MADAME de... is a movie to be enjoyed and marveled at, over and over..and the cast is superb. My God, has there ever been better ensemble acting in a film than what we see here from Danielle Darrieux, Charles Boyer, and Vittorio De Sica? Ophuls does not let his actors go overboard in their performances. No screaming or shouting. The method would be anathema in an Ophuls movie. Everything is under control, but the emotions seethe underneath, and are given away by an arched eyebrow, a turn of phrase, or a longing glance. Like a Mozart composition, everything is outwardly pleasing, but inwardly aching, but unlike Mozart, with Ophuls there are seldom happy endings. There are few exclamation points but many question marks in Ophuls films and MADAME de... is no exception. Was the affair or even the marriage ever consummated? Were the 2 fatalities a fait accompli, or merely a likely possibility? Assumptions and intimations are made, not statements of fact. This is not reality, but cinema, and Ophuls constantly reminds us of it. As a subtext to the major ideas presented in MADAME de...Ophuls deftly touches upon conflicting relationships existing in turn of the century France..between the sexes, between the classes, and even between the military and diplomatic corps. Also to note in this film are the exquisite sets and costume designs. MADAME a work of cinematic art that will stand the test of time.

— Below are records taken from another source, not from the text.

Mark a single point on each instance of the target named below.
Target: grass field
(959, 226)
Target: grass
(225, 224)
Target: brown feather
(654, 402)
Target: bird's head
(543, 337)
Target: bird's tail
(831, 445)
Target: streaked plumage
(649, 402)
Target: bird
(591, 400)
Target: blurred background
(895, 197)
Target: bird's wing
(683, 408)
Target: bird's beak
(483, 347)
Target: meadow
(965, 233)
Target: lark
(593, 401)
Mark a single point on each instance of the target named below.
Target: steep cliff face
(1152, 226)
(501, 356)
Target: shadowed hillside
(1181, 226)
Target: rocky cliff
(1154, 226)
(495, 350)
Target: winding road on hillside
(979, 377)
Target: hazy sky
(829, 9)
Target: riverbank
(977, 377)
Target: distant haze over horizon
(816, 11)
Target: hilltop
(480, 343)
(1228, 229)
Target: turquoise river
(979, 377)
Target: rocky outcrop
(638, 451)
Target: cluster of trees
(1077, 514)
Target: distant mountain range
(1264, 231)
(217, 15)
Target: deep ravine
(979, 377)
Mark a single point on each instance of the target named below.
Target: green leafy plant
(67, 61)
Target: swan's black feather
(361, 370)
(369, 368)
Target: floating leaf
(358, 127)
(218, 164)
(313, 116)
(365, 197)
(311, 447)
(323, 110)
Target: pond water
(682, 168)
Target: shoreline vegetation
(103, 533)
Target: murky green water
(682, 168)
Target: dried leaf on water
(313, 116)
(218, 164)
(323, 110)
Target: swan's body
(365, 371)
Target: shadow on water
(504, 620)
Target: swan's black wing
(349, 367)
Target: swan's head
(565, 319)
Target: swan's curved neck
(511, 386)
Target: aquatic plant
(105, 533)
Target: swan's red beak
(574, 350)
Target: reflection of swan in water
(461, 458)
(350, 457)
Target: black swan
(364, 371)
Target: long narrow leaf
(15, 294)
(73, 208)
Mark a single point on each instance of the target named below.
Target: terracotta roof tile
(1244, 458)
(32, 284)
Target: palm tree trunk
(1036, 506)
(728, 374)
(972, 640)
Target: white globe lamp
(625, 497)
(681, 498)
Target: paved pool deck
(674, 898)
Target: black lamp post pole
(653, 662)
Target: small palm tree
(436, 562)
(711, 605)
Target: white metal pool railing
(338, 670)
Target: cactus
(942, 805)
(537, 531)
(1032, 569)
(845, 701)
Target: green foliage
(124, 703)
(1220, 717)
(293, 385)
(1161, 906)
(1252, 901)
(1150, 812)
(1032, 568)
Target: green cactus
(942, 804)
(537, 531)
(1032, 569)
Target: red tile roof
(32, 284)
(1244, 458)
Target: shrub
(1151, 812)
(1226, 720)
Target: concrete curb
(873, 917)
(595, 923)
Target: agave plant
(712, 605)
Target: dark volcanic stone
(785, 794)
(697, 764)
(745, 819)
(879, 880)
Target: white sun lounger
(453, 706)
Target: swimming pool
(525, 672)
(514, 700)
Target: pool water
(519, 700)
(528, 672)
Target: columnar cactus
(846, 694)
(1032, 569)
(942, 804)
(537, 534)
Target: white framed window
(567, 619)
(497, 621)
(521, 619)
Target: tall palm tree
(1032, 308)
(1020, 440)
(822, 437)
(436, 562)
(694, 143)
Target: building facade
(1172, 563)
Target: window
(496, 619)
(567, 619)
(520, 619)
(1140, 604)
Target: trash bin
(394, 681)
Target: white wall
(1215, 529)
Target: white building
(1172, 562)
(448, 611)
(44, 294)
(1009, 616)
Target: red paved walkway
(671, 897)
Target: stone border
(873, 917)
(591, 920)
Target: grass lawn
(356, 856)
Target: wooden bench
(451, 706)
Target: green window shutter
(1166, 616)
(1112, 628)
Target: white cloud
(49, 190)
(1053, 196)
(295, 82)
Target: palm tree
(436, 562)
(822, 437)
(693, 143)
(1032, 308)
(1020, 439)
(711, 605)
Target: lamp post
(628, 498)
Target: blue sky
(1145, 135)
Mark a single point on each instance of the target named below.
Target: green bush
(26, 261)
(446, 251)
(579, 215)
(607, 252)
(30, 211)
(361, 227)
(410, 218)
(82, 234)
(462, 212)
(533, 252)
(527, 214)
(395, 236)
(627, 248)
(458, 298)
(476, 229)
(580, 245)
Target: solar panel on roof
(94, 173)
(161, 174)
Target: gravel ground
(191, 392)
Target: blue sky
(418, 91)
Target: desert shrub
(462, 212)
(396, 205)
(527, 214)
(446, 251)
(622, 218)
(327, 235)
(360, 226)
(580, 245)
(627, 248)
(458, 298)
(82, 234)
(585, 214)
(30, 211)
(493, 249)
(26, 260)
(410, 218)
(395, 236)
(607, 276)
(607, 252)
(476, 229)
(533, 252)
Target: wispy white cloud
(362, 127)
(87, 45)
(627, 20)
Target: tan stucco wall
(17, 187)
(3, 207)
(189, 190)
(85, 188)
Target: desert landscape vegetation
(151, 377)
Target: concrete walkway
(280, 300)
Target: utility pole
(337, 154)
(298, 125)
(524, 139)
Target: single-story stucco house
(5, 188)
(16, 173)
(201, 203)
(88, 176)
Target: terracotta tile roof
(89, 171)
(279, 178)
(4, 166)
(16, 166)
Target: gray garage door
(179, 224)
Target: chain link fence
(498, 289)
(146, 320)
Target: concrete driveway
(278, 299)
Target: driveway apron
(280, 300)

This Criterion package includes a booklet which contains an essay by noted critic Molly Haskell, as well as the novella (quite different from the movie), written by Louise de Vilmorin, from which the film was adapted. The DVD specials include an amusing interview with an indignant Mme. de Vilmorin (who ridicules the changes made and calls the film boring), interviews with various Ophuls collaboraters, and an introduction by Paul Thomas Anderson which I didn't find very illuminating. IMO Todd Haynes, who did the intro for Criterion's release of Le Plaisir, would have done better.

The magisterial Max Ophuls, and one of his greatest films...
Grigory's Girl | NYC | 06/26/2008
(5 out of 5 stars)

"Let me start off like this....bear with me...

I detest Hollywood chick flicks. They are simplistic, childish, silly, and completely unrealistic in their depiction of so-called romance. The term "romantic comedy" makes me nauseaous. Many friends and family members have come under the erroneous impression that I am not a romantic. Far from it. I prefer my romance of the old school, a deep, unshakeable romance, those feelings that if you're open to them, you cannot deny them at all. A love that comes with maturity, with passion and intelligence, one that is so deep, so knowing, so consuming, so happy yet sad at the same time. Many try and find this love in a superficial, uncaring world, and many are destroyed by it, others find it and die for it, yet they are the lucky ones.

I see this in the films of Max Ophuls.

The Earrings of Madame de... is one of Ophuls's greatest works. It's a magnificent film of deep style and even deeper substance, something that is rarely achieved by any filmmaker. Ophuls's mise en scene, with his incredibly camera work (especially for its time, before the invention of steadicams), beautiful performances, wonderful dialogue, and deep, deep wisdom about how men and women try and destroy each other, yet, must have one another as well. This film has a small plot thread about a set of earrings that set off a chain of events that spiral out of control and consume the protagonists, and that leads the film to its stunning, unforgettable conclusion.

There's so much to Ophuls's films that it's almost impossible to do them justice in writing about them. Criterion has released this one and La Ronde, another magnificent work, so if you are a real romantic (not a Hollywood one), you must witness these films. They may change your life."